It's been a heck of year for Tualatin's Caleb Lakeman. The senior distance runner won a handful of big events before placing fifth at last fall's state cross country meet, has run personal best times in the 800, 1500 and 3000 meters on the track this spring, and at the Nike/Jesuit Twilight Relays April 29, the Timberwolves senior did what he's been trying to do all of his running life—beat his dad.
"It felt so amazing to run faster than my dad and 'break the family mile record,'" Lakeman said. "I have been chasing after that record ever since I started running in the third grade."
Lakeman's father Dirk ran 4:04.9 in 1977 and held the state's high school mile record for 27 years before Central Catholic's Galen Rupp bested it with a time of 4:01.8 in 2004. Caleb has been flirting with his dad's mark for a while now, but finally caught and passed his father's mark at Jesuit, running a 4:04.46.
"I just had so much adrenaline at the end of that race that I didn't even know I ran 4:04," Lakeman said. "He (my dad) was so excited and proud that I ran that time and won in front of such a big crowd."
Despite the blistering time the race was a dogfight throughout and in the end saw Lakeman winning by just more than a second over Kamiakin's Isaac Teeples (4:05.55) and Franklin's Charlie North (4:05.61). In all, 12 of the race's competitors finished in under 4:10, putting the area's distance talent on display prior to the state track and field championships later this month.
Lakeman said the overall talent in Oregon is just "different," and that it's genuinely helped he and others do great things in the past, present and hopefully going forward.
"Oregon just seems so much different than any other state," he said. "Every single runner in that race has that competitive nature to beat one another, however, we're all really close friends, so I think that's the big part that everyone doesn't realize that makes these races so historic."
The Timberwolves runner said he felt good both mentally and physically going into the race, but wasn't really expecting the times to be what they were until midway through the event.
"I was pretty confident going into that race considering I won a huge 3K the week before, so I knew I could win," Lakeman said. "But I definitely knew the race would be fast because we went through 800 in 2:03 or 2:04, but I wasn't aware in the moment that it would be that fast."

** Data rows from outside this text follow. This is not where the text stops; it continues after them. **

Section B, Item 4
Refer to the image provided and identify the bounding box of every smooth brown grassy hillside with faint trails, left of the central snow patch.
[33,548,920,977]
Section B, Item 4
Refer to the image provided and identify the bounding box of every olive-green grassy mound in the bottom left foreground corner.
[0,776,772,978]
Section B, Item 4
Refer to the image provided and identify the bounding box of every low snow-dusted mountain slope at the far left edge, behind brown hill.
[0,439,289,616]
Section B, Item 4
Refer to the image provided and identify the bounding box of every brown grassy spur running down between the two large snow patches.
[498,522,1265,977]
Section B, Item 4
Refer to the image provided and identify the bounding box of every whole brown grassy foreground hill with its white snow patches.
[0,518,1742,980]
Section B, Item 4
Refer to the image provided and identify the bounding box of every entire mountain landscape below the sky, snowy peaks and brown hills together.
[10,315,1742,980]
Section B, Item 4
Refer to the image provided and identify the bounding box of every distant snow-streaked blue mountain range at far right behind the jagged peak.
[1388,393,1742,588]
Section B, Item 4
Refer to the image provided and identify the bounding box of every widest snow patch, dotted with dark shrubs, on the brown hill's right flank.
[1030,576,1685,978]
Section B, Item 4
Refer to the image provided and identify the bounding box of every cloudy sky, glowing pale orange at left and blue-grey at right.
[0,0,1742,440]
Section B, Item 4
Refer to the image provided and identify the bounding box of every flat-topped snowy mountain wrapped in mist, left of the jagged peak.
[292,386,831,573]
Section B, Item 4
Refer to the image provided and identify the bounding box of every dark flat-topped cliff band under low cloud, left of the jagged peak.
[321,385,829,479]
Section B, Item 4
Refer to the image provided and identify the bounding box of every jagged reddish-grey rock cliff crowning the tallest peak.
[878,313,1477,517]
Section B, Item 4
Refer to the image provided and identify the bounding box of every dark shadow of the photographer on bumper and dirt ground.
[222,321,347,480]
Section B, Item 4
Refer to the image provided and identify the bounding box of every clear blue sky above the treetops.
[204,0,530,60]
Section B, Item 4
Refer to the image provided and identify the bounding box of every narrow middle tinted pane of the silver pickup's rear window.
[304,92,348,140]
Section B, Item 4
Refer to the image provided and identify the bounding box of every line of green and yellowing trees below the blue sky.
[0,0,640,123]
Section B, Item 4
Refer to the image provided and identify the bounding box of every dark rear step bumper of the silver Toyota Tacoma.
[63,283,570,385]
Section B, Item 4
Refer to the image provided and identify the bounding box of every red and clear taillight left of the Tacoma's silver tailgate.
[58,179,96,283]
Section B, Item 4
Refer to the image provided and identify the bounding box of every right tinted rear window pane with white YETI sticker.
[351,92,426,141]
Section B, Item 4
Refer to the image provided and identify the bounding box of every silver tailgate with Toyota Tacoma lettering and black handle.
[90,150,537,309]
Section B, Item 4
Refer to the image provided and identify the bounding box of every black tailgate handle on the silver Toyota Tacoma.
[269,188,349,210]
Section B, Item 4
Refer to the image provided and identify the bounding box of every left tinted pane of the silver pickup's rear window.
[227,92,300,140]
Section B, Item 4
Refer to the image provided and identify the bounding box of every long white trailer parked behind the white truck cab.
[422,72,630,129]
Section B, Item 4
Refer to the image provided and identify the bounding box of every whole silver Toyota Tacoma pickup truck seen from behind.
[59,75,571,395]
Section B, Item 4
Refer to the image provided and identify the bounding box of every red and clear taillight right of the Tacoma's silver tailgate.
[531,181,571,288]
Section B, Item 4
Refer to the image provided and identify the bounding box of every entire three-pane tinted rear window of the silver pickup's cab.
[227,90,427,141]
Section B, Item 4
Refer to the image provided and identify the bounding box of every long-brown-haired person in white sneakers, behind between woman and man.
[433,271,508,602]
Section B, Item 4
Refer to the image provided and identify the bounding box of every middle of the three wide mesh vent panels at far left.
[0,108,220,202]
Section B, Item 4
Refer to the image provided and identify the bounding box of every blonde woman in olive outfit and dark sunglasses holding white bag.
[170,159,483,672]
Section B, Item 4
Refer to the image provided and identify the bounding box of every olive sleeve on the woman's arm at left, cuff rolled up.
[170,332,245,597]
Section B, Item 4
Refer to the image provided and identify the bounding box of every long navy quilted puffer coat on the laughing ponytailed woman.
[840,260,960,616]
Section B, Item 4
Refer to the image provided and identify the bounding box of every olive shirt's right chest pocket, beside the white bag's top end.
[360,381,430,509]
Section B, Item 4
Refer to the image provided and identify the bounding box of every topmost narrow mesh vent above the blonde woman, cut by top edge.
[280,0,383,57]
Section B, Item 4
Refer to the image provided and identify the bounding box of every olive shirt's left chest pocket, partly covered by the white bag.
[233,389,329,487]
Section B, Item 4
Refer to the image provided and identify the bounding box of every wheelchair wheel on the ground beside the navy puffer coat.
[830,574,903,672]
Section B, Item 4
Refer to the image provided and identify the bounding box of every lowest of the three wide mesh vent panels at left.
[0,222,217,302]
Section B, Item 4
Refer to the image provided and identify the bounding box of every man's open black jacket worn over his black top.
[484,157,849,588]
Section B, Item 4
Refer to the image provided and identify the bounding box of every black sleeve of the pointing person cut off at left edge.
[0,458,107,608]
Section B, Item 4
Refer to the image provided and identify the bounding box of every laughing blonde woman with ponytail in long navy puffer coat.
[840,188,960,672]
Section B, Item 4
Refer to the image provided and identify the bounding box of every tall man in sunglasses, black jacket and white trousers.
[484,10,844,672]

The 3K he was referring to was at the Oregon Relays in Eugene April 23, where Lakeman defeated a star-studded local field in a personal best time of 8:10.91. Admittedly, he said he was a bit surprised by the win, but at the same time not by the speed at which he ran—due to his surroundings.
"The stadium (Heyward Field) has such an exciting atmosphere that it makes it kind of impossible to not run fast there," he said. "Although, I went into that race not expecting to win by any means, I just wanted to run a fast time."
And he's been doing that a lot of late. But while excited about his recent performances, Lakeman said it's been less about physical training differences and more about his ability to relax before and during a race.
"I haven't changed much about my training, but the thing I can attribute most to my recent success is my balanced mindset and the alignment of my mind and body," he said. "I realized that over the cross country season I would psych myself out before races, so I've figured out a way to calm my mind and body so that both can be fully prepped before those big races."
Now, considering his upward trajectory, has he adjusted his goals accordingly? Not really, for he's always wanted to win. But he does have goals, and he's not afraid to tell them to you.
"I would say my goals are to win a state title in the 1500 primarily, as well as break the state meet record and the state record in the 1500 and the 3K," Lakeman said. "Additionally, I would want to try and break 4 minutes in the mile."
Lofty goals, but I wouldn't bet against him.